PERISTIWATERKINI.NET, Kudus – Banjir di Kabupaten Kudus bukan hanya merendam permukiman, tetapi juga memukul sektor pertanian.
Dinas Pertanian dan Pangan Kudus mencatat 1.970 hektare sawah tergenang, tersebar di enam kecamatan. Kondisi ini membuat ribuan petani menghadapi ancaman kerugian ekonomi yang tidak kecil.
Kepala Dispertan Kudus Didik Tri Prasetiyo mengatakan, genangan air setinggi 50 hingga 100 sentimeter berpotensi merusak tanaman padi yang sebagian besar masih dalam fase awal pertumbuhan.
“Usia tanaman ada yang baru 5 hari, ada juga yang sudah 60 hari setelah tanam. Ini sangat rentan,” kata Didik saat ditemui di Kudus, Kamis (15/1/2026).

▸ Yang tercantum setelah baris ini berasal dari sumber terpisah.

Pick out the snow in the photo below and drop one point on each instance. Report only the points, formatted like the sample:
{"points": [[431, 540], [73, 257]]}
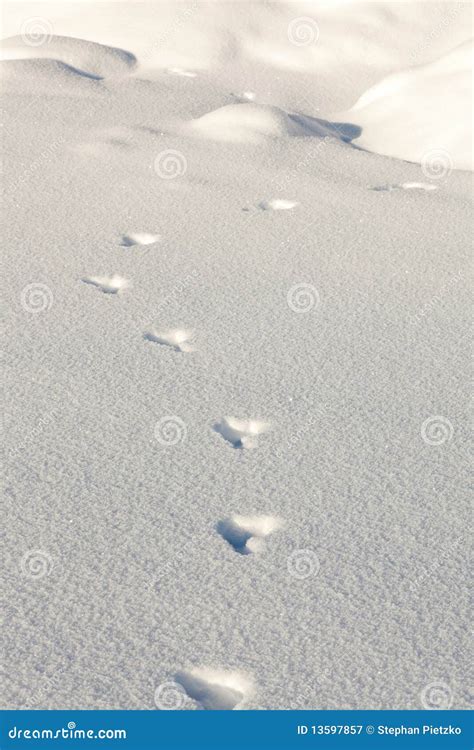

Menurut Didik, pihaknya belum dapat menetapkan status puso karena kondisi sawah masih terendam.
Penetapan baru bisa dilakukan setelah air surut dan tanaman dapat dievaluasi secara menyeluruh.
“Sekarang belum bisa menentukan puso atau tidak. Paling tidak hari keempat atau kelima setelah air surut baru kami cek,” ujarnya.